WILLIAM KURELEK, R.C.A.
THE HURONIA PAINTINGS


all gouache on card
each approximately 9 ins x 12 ins; 22.9 cms x 30.5 cms


Provenance:
Private Collection, Midland

This lot consists of twenty-one works:
rECOLLET MISSIONARY IN NORTH AMERICA; FATHER BRÉBEUF SETTING OUT FROM THREE RIVERS ON MISSION TO HURONIA; FATHER BRÉBEUF SUFFERS FROM WATER GLARE; HURON GUIDES MANEUVERING THE RAPIDS; FATHER BRÉBEUF AND GUIDES TURNING IN DURING THE VOYAGE; MAP SHOWING THREE RIVERS TO HURONIA ROUTE; MAP OF THE LOWER GREAT LAKES MISSION AREA; FATHER BRÉBEUF BAPTIZES A DYING MAN; AT HEIGHT OF HURONIA MISSION, THOUSANDS CAME INTO THE CHURCH; IROQUOIS AMBUSH FATHER JOGUES’ PARTY; FATHER JOGUES AND RENÉ GOUPIL GIVE THEMSELVES UP TO BE WITH THE CAPTIVE HURONS; RENÉ GOUPIL IS MARTYRED; FATHER JOGUES IS MARTYRED; JEAN DE LA LANDE IS MARTYRED; MAP SHOWING IROQUOIS ADVANCE IN THE HURON MISSIONS; FATHER BRÉBEUF AND LALEMANT PREPARE THE MISSION FORT FOR THE IROQUOIS ATTACK; THE GIVE LAS RITES TO DEAD AND DYING DEFENDERS; AFTER HURON DISPERSAL, JESUITS PUSH WEST AND NORTH; STORIES OF BLACKROBE COURAGE TRAVELS AHEAD OF THEM; EVEN THE PLAINS INDIANS WELCOME THE JESUITS; AND IN THE END EVEN THE DREAD IROQUOIS LET THEM INTO THEIR TOWNS

Jesuit missionaries arrived in Canada in the early 1600s and took a very different approach to their work than the
Recollets who preceded them. Historians note specifically that the Jesuits lived among the First Nations People, and learnt their language and customs rather than trying to Europeanize them as the Recollets had tried to do.
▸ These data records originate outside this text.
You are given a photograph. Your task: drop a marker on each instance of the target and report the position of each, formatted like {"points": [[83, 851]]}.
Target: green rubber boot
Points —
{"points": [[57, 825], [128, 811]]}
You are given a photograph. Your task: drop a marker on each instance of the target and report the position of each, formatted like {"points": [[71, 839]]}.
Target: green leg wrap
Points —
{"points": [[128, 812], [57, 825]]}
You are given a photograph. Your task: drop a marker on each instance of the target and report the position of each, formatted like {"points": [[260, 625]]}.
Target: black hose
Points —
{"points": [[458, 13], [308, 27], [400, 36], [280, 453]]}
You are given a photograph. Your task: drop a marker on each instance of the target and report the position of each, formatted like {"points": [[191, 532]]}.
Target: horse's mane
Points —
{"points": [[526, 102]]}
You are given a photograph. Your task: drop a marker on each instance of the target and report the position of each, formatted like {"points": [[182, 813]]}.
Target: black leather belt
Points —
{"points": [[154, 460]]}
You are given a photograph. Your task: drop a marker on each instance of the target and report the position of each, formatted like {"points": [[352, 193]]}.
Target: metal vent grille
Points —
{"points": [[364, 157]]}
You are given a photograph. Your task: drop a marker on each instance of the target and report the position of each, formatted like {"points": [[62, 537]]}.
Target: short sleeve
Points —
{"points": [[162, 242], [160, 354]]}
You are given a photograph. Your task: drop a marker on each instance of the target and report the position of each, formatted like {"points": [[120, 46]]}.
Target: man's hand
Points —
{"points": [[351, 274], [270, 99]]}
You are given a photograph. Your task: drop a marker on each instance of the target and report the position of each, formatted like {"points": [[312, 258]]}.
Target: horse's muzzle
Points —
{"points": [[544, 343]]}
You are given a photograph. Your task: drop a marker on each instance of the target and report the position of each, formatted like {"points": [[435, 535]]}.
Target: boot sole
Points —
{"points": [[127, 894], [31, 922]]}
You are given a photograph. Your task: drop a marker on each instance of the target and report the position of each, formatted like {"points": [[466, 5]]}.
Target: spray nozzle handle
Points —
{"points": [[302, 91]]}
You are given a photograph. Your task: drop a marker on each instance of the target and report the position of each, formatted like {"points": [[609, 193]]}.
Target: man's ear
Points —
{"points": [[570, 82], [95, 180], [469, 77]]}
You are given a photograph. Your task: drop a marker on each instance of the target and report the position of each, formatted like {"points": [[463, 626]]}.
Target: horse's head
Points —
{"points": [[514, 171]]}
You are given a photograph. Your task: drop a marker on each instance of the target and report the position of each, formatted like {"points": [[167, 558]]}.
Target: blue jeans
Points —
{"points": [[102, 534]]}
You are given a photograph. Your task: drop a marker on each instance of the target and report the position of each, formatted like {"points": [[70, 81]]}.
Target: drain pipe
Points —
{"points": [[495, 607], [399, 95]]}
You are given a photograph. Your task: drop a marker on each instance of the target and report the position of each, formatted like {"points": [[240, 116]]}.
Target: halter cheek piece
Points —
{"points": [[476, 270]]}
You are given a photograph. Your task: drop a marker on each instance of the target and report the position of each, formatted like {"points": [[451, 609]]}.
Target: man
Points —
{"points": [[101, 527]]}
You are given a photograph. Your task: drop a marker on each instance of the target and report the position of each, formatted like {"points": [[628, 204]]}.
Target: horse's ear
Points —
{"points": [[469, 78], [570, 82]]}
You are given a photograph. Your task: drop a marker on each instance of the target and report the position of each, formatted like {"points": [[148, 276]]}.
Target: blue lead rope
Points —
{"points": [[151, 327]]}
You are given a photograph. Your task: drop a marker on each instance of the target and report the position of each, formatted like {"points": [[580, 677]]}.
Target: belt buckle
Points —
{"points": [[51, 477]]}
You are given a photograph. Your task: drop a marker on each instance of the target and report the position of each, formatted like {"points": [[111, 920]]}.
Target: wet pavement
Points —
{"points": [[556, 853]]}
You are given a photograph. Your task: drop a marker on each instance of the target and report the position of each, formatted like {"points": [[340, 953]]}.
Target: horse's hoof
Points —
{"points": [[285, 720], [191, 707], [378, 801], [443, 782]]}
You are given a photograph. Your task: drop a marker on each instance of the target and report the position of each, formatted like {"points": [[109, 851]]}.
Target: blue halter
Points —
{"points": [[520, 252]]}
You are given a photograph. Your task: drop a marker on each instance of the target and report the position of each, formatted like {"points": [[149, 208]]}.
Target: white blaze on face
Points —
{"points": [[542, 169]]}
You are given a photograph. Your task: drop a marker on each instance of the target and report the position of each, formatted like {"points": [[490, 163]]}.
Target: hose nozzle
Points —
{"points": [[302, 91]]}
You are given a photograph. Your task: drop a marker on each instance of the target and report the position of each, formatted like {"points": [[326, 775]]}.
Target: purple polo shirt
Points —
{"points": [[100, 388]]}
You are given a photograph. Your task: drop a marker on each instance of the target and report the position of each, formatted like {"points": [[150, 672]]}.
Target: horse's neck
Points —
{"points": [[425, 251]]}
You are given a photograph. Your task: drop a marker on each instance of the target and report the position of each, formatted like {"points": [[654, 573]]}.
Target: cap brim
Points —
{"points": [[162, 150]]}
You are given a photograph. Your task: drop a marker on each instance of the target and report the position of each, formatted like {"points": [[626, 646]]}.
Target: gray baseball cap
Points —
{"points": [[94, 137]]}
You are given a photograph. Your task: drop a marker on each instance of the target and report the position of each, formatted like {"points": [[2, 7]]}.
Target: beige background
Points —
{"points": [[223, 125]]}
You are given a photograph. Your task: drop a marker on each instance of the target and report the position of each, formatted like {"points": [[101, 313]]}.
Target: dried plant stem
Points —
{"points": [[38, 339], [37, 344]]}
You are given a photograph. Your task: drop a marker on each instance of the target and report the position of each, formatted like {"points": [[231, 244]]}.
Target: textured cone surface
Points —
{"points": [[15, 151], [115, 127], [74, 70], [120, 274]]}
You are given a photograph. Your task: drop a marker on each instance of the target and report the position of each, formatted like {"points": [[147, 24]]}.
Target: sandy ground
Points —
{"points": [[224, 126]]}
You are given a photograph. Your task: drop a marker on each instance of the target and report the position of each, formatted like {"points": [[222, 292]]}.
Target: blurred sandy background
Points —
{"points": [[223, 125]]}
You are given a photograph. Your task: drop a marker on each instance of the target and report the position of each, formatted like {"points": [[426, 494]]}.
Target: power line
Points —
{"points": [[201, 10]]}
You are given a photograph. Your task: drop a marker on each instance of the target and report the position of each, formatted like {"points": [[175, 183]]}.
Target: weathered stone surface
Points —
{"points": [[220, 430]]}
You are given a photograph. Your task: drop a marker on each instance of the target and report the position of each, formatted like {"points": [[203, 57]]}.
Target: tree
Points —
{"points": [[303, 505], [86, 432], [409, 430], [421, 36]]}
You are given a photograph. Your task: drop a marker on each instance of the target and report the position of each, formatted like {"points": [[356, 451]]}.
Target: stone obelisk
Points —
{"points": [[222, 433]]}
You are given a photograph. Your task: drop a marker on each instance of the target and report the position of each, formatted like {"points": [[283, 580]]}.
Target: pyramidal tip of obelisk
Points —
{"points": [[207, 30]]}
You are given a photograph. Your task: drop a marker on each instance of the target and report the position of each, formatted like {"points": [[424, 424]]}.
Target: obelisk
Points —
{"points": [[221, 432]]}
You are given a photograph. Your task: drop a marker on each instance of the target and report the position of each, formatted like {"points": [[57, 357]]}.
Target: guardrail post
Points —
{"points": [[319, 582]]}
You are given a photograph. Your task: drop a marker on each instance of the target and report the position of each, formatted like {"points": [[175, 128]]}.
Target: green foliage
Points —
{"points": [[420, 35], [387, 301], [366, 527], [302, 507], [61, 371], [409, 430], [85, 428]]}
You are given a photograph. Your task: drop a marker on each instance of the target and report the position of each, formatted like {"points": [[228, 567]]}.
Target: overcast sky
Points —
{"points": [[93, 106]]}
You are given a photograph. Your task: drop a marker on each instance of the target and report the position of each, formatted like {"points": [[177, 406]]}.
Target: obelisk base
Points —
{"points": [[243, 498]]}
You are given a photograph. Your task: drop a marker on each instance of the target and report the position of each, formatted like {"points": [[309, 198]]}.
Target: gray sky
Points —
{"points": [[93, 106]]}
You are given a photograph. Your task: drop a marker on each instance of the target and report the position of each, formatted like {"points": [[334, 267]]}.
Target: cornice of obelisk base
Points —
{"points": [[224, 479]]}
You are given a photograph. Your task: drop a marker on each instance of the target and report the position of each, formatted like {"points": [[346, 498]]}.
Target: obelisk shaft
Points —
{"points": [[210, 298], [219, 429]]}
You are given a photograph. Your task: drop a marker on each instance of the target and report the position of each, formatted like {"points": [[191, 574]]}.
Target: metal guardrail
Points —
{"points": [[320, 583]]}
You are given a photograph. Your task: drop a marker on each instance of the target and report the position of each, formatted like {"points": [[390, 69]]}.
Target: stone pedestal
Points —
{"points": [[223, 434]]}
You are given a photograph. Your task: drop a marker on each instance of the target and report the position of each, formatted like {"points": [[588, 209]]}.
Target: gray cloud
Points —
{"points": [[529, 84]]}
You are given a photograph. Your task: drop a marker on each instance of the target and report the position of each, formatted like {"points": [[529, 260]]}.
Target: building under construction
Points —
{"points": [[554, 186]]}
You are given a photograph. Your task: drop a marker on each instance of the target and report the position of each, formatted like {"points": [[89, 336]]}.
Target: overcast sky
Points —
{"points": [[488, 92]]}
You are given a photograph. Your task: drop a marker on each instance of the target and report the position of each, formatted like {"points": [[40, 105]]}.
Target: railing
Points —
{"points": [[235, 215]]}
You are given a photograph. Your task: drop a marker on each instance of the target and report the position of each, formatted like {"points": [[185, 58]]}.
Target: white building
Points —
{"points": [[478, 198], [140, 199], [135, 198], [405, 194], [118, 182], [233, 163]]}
While the relationship was not always a sympathetic one, the Huron were prepared to tolerate the presence of the Jesuits because they wanted to continue their military alliance with the French. However, pressure to convert to the Catholic faith drove a wedge in the community which broke into two camps: those who converted and those who did not.

Works such as this suite resonate in today’s geopolitical struggles stained as they are with internecine battles whose purpose is the total extinction of ethnic groups and the consequent mass displacement of peoples.

Ste Marie Among the Hurons, the setting for many of the Kurelek drawings shown here, was built as a base for the Jesuit missionaries. While it was destroyed during the Iroquois attacks ca. 1648, a replica of what once stood there is now a popular tourist destination in Midland Ontario.